Yeterli Beslenme Almama: ARFID olan bireyler, yeterince çeşitli veya besleyici yiyecekler yememe eğilimindedirler. Bu nedenle, besin eksiklikleri ve beslenme bozuklukları riski altındadırlar.
Yiyeceklerle İlgili Fiziksel Sorunlar: ARFID semptomları, yiyeceklerle ilgili güçlü tiksinti veya kaçınma nedeniyle kilo kaybı, yetersiz kilo alımı veya beslenme eksiklikleri gibi fiziksel sorunlara yol açabilir.
Duygusal ve Psikolojik Belirtiler: ARFID, yemeyle ilgili güçlü tiksinti veya kaçınma nedeniyle utanç, suçluluk veya endişe gibi duygusal ve psikolojik sorunlarla ilişkilendirilebilir.
Yeme Bozuklukları: Terapi Yöntemleri
Yeme bozuklukları, genellikle multidisipliner bir yaklaşımla tedavi edilir. Yeme bozukluklarının tedavisinde kullanılan bazı yöntemler şunlardır:
Psikoterapi (Konuşma Terapisi): Psikoterapi yeme bozukluğunun temel psikolojik nedenlerini anlamak için kullanılır. Bireyin düşünce kalıplarını ve davranışlarını değiştirmesine yardımcı olur. Bireysel terapi, grup terapisi ve aile terapisi gibi çeşitli psikoterapi türleri kullanılabilir.
Beslenme Danışmanlığı: Beslenme uzmanları, bireyin sağlıklı beslenme alışkanlıklarını yeniden öğrenmesine ve beslenme eksikliklerini gidermesine yardımcı olabilirler. Beslenme danışmanlığı, bireyin besin alımını artırmak ve vücudu sağlıklı bir şekilde desteklemek için gereken besinleri almasını sağlamaya odaklanır.
Tıbbi İzlem ve Müdahale: Yeme bozuklukları, vücutta ciddi sağlık sorunlarına yol açabilir, bu nedenle düzenli tıbbi izlem önemlidir. Doktorlar, bireyin fiziksel sağlığını izler ve gerekirse müdahale ederler. Özellikle anoreksiya nervoza gibi yeme bozuklukları, ciddi tıbbi komplikasyonlara neden olabilir, bu nedenle tıbbi müdahale hayati öneme sahiptir.
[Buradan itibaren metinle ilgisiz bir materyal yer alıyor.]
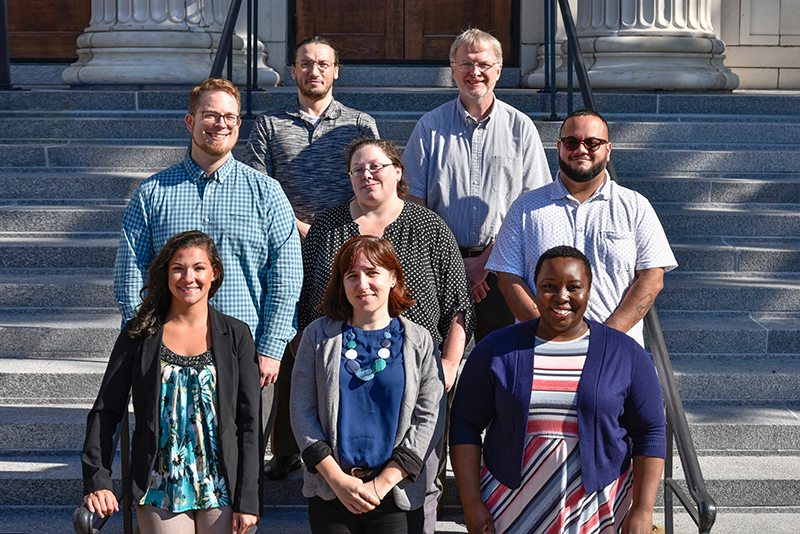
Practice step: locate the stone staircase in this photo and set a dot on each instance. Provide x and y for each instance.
(721, 170)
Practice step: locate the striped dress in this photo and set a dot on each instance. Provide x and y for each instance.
(551, 498)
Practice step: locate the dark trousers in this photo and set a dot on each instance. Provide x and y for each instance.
(492, 313)
(283, 442)
(331, 517)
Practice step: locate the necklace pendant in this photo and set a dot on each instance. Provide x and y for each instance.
(365, 374)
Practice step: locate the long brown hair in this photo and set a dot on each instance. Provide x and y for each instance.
(380, 253)
(156, 296)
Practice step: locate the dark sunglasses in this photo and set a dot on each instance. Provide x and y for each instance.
(591, 143)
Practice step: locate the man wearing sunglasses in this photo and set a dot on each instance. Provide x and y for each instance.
(303, 147)
(615, 227)
(468, 160)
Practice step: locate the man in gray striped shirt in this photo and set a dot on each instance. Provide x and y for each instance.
(303, 147)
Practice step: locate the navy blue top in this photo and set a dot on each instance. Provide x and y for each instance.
(369, 411)
(619, 397)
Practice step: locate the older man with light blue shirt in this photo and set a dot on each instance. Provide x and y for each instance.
(615, 227)
(469, 159)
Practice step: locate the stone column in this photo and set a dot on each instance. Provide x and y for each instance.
(156, 42)
(645, 45)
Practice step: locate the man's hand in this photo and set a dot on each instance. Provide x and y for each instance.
(480, 291)
(243, 522)
(101, 502)
(268, 368)
(450, 371)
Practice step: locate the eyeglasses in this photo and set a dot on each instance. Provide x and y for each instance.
(210, 117)
(591, 143)
(306, 65)
(469, 66)
(373, 168)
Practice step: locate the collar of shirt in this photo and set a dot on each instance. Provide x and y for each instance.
(333, 111)
(468, 119)
(560, 191)
(196, 174)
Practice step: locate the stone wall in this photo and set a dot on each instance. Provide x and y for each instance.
(762, 40)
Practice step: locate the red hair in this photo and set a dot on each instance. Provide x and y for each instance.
(380, 253)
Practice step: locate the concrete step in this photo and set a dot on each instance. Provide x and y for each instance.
(694, 187)
(66, 186)
(294, 520)
(734, 220)
(717, 429)
(730, 335)
(739, 106)
(34, 253)
(729, 292)
(744, 429)
(50, 381)
(77, 218)
(767, 381)
(60, 335)
(736, 254)
(41, 290)
(30, 429)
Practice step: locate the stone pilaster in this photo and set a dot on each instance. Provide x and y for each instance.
(644, 45)
(156, 42)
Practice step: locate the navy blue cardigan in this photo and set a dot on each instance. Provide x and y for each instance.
(619, 397)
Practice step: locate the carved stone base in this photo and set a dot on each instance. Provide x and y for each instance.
(131, 57)
(648, 63)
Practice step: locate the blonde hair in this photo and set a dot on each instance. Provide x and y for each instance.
(475, 39)
(213, 84)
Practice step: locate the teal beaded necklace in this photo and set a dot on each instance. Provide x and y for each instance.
(365, 374)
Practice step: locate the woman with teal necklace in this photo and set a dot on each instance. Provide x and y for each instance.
(367, 399)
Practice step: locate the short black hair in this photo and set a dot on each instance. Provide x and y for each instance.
(563, 251)
(316, 39)
(585, 112)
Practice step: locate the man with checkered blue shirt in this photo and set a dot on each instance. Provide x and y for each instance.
(615, 227)
(244, 211)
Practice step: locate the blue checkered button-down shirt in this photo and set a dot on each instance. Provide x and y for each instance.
(252, 223)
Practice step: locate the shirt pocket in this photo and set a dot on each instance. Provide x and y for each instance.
(618, 251)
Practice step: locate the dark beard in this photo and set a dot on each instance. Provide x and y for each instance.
(311, 94)
(581, 176)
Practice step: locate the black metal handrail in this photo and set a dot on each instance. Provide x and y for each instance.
(5, 58)
(704, 510)
(82, 519)
(225, 50)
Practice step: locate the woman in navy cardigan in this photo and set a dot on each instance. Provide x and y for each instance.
(568, 403)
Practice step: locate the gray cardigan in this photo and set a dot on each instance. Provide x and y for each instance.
(314, 407)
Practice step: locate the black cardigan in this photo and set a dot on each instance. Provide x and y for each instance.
(135, 363)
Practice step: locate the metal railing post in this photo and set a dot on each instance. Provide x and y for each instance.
(5, 57)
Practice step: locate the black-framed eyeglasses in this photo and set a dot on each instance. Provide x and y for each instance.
(306, 65)
(373, 168)
(591, 143)
(211, 117)
(469, 66)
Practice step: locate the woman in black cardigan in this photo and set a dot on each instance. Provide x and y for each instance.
(195, 458)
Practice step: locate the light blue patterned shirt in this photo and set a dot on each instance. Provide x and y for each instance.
(470, 172)
(252, 223)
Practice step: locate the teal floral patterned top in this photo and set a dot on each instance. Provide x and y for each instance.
(187, 473)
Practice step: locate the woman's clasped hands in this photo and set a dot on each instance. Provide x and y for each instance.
(101, 502)
(356, 495)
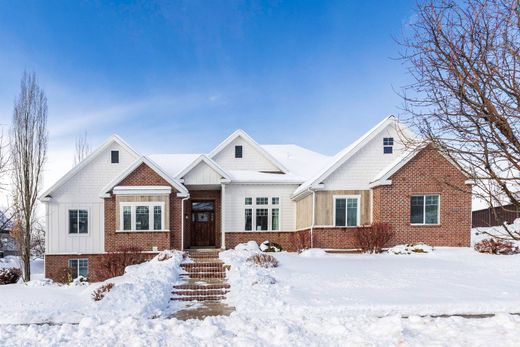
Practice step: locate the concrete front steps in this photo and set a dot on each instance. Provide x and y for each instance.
(205, 278)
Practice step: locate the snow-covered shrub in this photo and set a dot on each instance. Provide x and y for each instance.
(100, 292)
(165, 255)
(9, 275)
(267, 246)
(115, 263)
(411, 248)
(313, 253)
(65, 275)
(249, 246)
(301, 240)
(373, 238)
(263, 260)
(497, 246)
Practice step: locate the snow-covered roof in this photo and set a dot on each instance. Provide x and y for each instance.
(250, 176)
(344, 155)
(298, 160)
(173, 164)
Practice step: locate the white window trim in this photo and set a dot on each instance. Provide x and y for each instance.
(424, 209)
(358, 216)
(88, 222)
(77, 260)
(133, 205)
(269, 206)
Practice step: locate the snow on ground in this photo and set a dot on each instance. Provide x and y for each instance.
(314, 299)
(272, 330)
(447, 281)
(143, 291)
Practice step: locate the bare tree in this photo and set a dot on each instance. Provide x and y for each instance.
(464, 59)
(28, 154)
(81, 148)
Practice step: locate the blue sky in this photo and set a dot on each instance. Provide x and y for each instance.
(180, 76)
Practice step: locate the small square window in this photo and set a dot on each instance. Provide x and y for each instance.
(262, 201)
(114, 157)
(238, 151)
(388, 141)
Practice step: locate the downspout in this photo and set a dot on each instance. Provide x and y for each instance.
(313, 215)
(182, 221)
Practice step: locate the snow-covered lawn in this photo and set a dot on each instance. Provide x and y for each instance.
(447, 281)
(143, 292)
(310, 299)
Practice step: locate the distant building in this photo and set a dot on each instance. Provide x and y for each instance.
(7, 244)
(493, 216)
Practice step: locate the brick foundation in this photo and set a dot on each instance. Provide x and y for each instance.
(55, 264)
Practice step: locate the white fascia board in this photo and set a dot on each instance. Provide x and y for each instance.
(241, 133)
(142, 190)
(114, 138)
(380, 183)
(211, 163)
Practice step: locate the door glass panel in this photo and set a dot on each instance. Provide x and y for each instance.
(202, 217)
(202, 206)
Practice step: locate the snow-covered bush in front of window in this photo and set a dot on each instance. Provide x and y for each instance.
(267, 246)
(249, 246)
(373, 238)
(9, 275)
(497, 246)
(100, 292)
(411, 248)
(263, 260)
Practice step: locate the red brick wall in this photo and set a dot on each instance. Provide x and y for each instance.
(201, 195)
(55, 264)
(428, 172)
(143, 176)
(284, 238)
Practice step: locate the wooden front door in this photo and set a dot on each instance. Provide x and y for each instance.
(202, 223)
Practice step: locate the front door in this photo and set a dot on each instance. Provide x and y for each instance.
(202, 223)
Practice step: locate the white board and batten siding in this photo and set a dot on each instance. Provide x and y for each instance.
(202, 174)
(364, 165)
(252, 158)
(234, 214)
(82, 191)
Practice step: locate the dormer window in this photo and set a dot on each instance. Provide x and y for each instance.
(238, 151)
(114, 157)
(388, 145)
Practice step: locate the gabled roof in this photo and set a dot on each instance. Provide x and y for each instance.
(299, 160)
(112, 139)
(344, 155)
(204, 159)
(144, 160)
(383, 177)
(241, 133)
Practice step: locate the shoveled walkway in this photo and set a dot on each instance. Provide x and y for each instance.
(204, 288)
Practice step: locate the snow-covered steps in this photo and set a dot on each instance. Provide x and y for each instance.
(205, 274)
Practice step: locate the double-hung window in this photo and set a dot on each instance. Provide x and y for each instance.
(78, 221)
(79, 267)
(346, 211)
(388, 145)
(141, 216)
(424, 209)
(262, 213)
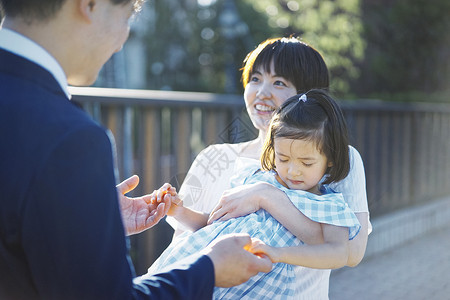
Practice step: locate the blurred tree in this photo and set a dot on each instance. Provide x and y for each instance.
(198, 45)
(408, 47)
(333, 27)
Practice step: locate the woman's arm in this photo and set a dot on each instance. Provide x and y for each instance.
(357, 246)
(246, 199)
(332, 254)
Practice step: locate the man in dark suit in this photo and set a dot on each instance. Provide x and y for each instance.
(62, 220)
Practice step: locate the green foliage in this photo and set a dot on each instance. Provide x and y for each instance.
(371, 47)
(408, 49)
(189, 47)
(334, 28)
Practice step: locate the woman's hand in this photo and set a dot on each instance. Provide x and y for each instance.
(139, 214)
(259, 248)
(238, 202)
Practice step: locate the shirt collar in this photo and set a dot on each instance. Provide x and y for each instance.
(20, 45)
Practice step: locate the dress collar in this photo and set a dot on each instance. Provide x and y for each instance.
(20, 45)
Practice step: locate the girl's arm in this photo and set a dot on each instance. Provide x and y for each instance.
(250, 198)
(332, 254)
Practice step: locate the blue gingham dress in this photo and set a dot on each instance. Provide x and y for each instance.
(280, 283)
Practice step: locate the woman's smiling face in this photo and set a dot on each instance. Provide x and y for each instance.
(264, 93)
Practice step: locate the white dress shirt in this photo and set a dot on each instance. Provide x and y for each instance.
(21, 45)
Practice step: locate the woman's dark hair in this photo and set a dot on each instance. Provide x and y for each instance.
(44, 9)
(293, 59)
(316, 117)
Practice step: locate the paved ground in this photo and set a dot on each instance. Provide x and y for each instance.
(417, 270)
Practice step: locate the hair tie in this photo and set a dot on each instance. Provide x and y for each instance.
(303, 98)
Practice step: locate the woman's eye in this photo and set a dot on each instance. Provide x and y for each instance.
(254, 79)
(280, 83)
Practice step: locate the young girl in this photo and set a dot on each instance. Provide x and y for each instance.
(307, 139)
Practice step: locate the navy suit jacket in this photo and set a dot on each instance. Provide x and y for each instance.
(61, 233)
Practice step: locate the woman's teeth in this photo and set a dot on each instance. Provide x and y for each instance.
(264, 108)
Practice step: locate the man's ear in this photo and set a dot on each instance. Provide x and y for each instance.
(86, 8)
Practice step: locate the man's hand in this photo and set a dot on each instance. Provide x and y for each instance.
(232, 264)
(139, 214)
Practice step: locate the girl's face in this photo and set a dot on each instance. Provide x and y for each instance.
(299, 164)
(263, 94)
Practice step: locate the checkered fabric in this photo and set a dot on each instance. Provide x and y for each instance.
(280, 283)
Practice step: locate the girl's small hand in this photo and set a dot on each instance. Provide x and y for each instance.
(259, 248)
(167, 194)
(237, 202)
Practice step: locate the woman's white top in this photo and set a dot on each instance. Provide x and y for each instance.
(210, 174)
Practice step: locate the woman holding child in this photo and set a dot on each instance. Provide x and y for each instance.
(275, 71)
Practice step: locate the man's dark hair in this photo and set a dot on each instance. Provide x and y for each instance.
(42, 9)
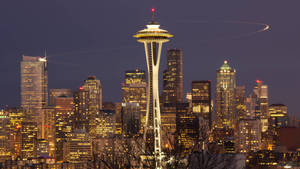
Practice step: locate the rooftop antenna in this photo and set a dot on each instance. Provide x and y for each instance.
(45, 53)
(153, 11)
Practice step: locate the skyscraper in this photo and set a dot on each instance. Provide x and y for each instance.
(63, 123)
(172, 77)
(261, 92)
(34, 88)
(153, 37)
(278, 116)
(94, 88)
(225, 96)
(240, 98)
(29, 140)
(58, 92)
(134, 90)
(130, 119)
(201, 100)
(81, 117)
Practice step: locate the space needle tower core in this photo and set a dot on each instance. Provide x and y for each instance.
(153, 37)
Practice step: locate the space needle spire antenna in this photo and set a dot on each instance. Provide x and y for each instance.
(153, 12)
(153, 37)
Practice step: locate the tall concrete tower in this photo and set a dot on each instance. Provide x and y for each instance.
(225, 95)
(153, 37)
(34, 89)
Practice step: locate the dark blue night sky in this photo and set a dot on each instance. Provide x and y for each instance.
(94, 37)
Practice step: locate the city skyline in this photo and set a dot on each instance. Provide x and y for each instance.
(254, 57)
(70, 114)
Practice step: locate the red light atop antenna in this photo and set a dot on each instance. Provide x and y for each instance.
(258, 81)
(18, 126)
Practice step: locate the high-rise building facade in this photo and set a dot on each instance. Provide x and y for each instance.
(278, 116)
(94, 88)
(5, 151)
(81, 117)
(34, 88)
(130, 119)
(240, 98)
(53, 93)
(201, 100)
(225, 96)
(261, 92)
(173, 77)
(63, 123)
(29, 140)
(78, 147)
(134, 90)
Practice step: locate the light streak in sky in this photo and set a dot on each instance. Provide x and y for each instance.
(264, 27)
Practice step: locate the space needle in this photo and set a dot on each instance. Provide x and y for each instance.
(153, 37)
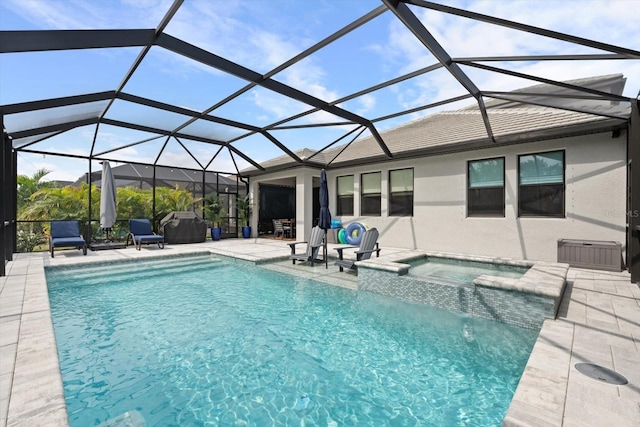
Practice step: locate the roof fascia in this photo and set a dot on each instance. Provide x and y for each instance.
(605, 95)
(561, 107)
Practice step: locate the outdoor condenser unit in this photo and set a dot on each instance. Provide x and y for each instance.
(593, 254)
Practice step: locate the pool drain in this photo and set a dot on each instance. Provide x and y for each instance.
(601, 373)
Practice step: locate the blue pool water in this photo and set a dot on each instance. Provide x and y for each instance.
(192, 342)
(462, 271)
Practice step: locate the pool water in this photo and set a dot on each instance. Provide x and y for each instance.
(462, 271)
(193, 342)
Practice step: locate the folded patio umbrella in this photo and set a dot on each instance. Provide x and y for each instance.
(107, 199)
(325, 215)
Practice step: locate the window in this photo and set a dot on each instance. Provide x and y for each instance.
(345, 195)
(401, 192)
(485, 189)
(541, 184)
(371, 194)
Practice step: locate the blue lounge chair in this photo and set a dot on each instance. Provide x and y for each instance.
(66, 234)
(313, 246)
(140, 232)
(368, 245)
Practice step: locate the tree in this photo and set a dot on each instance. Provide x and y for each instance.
(28, 185)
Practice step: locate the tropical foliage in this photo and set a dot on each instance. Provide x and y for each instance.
(243, 204)
(40, 202)
(213, 208)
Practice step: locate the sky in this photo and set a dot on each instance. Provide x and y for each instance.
(261, 35)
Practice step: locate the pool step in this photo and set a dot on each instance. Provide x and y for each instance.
(112, 273)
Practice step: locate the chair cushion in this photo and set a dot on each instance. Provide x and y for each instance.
(140, 227)
(65, 229)
(67, 241)
(149, 238)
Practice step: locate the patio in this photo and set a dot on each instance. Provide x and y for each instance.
(598, 322)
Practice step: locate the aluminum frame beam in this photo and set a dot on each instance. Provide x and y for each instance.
(197, 54)
(411, 21)
(44, 40)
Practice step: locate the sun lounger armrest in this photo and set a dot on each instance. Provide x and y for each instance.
(360, 253)
(342, 248)
(293, 246)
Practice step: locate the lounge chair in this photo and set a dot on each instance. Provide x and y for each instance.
(313, 246)
(140, 232)
(278, 229)
(66, 234)
(368, 245)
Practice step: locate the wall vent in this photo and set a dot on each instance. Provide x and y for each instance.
(593, 254)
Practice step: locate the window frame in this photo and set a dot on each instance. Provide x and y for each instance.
(366, 199)
(563, 187)
(404, 194)
(343, 198)
(475, 213)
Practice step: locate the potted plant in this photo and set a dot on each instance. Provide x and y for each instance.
(244, 215)
(214, 212)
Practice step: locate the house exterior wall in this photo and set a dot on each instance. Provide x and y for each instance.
(304, 197)
(595, 201)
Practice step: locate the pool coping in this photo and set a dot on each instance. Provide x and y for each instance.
(550, 392)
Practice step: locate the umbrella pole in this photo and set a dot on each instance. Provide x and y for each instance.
(326, 261)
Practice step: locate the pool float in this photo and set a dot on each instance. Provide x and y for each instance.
(342, 236)
(354, 233)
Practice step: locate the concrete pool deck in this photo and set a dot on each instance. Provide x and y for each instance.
(598, 322)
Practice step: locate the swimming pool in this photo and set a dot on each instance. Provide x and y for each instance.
(462, 271)
(198, 341)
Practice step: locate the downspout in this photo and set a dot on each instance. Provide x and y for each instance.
(633, 192)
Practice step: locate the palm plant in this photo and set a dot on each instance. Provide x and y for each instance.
(244, 210)
(213, 209)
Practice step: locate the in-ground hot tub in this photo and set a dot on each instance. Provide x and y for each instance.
(530, 295)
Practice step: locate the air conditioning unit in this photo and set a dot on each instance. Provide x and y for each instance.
(593, 254)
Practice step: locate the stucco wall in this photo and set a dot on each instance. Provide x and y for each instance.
(594, 201)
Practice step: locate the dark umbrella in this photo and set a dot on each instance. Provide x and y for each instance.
(107, 199)
(325, 214)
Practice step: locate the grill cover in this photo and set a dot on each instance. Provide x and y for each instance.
(183, 227)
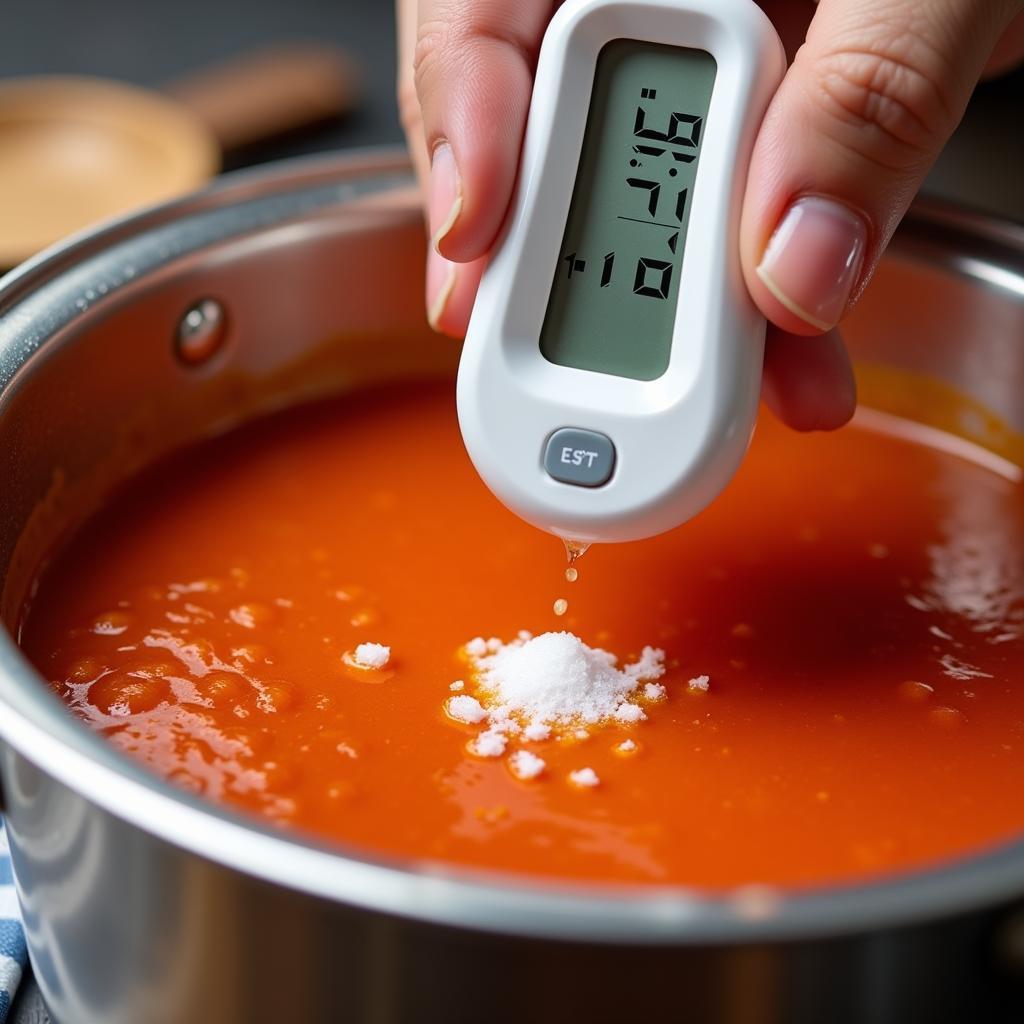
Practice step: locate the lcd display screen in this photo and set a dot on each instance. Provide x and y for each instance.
(612, 302)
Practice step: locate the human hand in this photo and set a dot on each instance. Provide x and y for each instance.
(873, 91)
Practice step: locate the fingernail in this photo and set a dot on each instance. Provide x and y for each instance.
(445, 194)
(813, 259)
(440, 282)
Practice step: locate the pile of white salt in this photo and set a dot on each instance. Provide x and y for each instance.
(534, 685)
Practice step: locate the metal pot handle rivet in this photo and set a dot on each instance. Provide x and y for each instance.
(201, 332)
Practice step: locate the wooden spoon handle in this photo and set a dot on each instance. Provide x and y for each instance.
(270, 92)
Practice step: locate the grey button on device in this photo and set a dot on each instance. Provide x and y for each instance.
(581, 457)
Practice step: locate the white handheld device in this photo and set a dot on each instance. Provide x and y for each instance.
(609, 379)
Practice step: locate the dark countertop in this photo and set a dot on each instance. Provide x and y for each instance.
(156, 41)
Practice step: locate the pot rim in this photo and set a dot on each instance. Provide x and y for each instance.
(35, 723)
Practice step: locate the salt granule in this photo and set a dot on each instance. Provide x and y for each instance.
(555, 679)
(372, 655)
(629, 713)
(476, 647)
(525, 765)
(537, 731)
(466, 709)
(585, 777)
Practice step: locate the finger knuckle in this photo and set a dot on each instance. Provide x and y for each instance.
(409, 107)
(428, 55)
(888, 100)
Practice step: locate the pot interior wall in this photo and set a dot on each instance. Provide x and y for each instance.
(311, 308)
(333, 299)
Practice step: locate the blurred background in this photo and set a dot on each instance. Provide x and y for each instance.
(158, 43)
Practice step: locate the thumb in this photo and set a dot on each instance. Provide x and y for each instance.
(870, 99)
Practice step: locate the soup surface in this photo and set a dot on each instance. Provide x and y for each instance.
(856, 600)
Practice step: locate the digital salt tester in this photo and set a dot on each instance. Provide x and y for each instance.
(609, 380)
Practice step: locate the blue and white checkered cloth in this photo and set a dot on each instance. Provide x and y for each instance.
(13, 953)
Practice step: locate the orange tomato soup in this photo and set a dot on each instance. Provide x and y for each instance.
(856, 599)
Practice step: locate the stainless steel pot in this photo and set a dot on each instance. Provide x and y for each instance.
(143, 904)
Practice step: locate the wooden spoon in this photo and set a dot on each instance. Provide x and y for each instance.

İlaç Tedavisi: Bazı durumlarda, yeme bozuklukları için belirli ilaçlar kullanılabilir. Destek Grupları: Yeme bozukluğu olan bireyler için destek grupları, diğer kişilerle deneyimlerini paylaşmalarını ve karşılıklı destek almayı sağlar. Bu gruplar, bireylerin tedavi sürecinde kendilerini yalnız hissetmelerini engelleyebilir.
Tedavi genellikle bireyselleştirilmiş ve uzun bir süreçtir. Yeme bozukluklarıyla mücadelede erken tanı ve müdahale önemlidir. Ayrıca, tedavi sürecinde bireyin istekli ve işbirliği içinde olmalıdır.